It is said that in Norfolk you can tell how far you are from the coast by the roundness of the flint on the outside of the buildings – the rounder the flint, the closer you are to the sea.
The interaction between sea and land is strong along the North Norfolk coast, where mudflats and salt marshes sit alongside miles of beaches. One such beach is Holkham.
Follow this 4.8miles walking route with a plotted OS through ancient pine woods to the spectacular Holkam beach.

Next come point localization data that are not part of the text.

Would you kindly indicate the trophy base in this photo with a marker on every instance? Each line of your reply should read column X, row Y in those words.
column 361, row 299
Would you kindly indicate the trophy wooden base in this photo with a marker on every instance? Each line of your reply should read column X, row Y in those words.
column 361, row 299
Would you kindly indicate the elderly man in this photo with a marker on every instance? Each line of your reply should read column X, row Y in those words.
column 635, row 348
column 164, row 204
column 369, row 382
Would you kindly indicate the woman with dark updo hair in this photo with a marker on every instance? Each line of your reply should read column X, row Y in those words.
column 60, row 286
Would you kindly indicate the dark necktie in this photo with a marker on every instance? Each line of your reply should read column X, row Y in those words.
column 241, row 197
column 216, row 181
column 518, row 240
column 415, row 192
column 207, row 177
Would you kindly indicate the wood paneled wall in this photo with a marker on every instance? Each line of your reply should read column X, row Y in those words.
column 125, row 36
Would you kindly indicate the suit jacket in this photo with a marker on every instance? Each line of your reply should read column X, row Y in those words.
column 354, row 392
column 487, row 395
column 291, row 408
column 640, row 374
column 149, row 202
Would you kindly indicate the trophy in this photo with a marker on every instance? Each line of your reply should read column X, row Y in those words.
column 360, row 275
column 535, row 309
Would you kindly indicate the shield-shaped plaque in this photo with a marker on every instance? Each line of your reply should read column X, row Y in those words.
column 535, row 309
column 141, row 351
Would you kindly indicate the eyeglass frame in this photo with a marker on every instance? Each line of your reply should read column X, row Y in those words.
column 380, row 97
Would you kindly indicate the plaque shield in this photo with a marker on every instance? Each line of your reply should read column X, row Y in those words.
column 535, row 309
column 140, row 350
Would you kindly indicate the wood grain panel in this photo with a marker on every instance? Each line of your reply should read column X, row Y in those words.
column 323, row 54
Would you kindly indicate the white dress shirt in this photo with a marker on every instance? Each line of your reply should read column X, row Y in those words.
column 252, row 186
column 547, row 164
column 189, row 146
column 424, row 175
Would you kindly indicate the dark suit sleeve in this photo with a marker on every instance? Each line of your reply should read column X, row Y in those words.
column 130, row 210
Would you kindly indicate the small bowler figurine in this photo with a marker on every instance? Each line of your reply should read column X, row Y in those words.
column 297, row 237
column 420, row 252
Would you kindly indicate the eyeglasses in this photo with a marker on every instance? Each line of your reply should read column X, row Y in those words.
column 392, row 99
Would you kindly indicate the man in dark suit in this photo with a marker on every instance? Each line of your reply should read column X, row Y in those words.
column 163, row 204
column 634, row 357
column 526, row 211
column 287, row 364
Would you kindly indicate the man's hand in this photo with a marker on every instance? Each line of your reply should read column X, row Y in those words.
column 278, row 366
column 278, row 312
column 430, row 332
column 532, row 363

Holkham beach and woodland ©Getty
Here, a fusion of pinewoods and sand dunes tumble on to the beach and into the sea. The shoreline is part of one of the largest national nature reserves in the country, home to many rare species of flora and fauna and a favoured place for birdwatching. This walk is for both nature-lovers and those looking for the harmony offered by seemingly endless beaches, seas and skies.
1. Corsican woods
From the car park at the end of Beach Road, head to the north-west corner and follow the Peddars Way and Norfolk Coast Path through a kissing gate. The footpath hugs the edge of Pinewoods Holiday Park for half a mile. On the left you can see Abraham’s Bosom, a lake that once opened out into the sea.
Early morning in the coastal woodland behind Holkham beach ©Getty
Continue along the hard track with farmed marshland on the left, reclaimed in the 17th century with the construction of drainage ditches and embankments. In the 19th century, the Earl of Leicester commissioned the planting of a pinewood, now on your right – the Corsican, Scots and maritime pines were introduced into the dunes to protect the farmland from sand blown in by the wind.
Ignoring all other turn-offs, including nature trails, follow the main footpath until you reach a crossroads where the coast path turns right.
2. Salts Hole
At this point, you may wish to extend the walk by turning left, passing through the car park before following Lady Anne’s Drive to the village of Holkham and possibly on to Holkham Park. If not, go straight over at the crossroads and take the path through the trees. After about 600m you will come to a saltwater lagoon on the left, known as Salts Hole. And a little further along is the George Washington Hide. Lapwings, redshanks, marsh harriers, grebes and many species of duck are just some of the birds that can be seen from the hide.
Look out for birdlife at Salts Hole ©Hugh Venables, Geograph
3. Trees and tide
From here, follow the boardwalk through the pinewood to the beach. A curious blend of whirling sounds filters through the forest – the crash of the tide combining with the whistling wind through the trees.
Once out of the woods, turn right and make your way along the sand. At high
tide, the dunes on the beach sometimes trap sea water to form temporary lakes, cut off from the ocean. At low tide, as you stride out across the bay, the expanse of sand, sea and sky seems to extend for an eternity.
After following the beach for about two miles, you will come across some colourful raised beach huts on your right. Pass the huts and turn right before reaching the Lifeboat Station, then follow the track back up over the rise and down to the car park.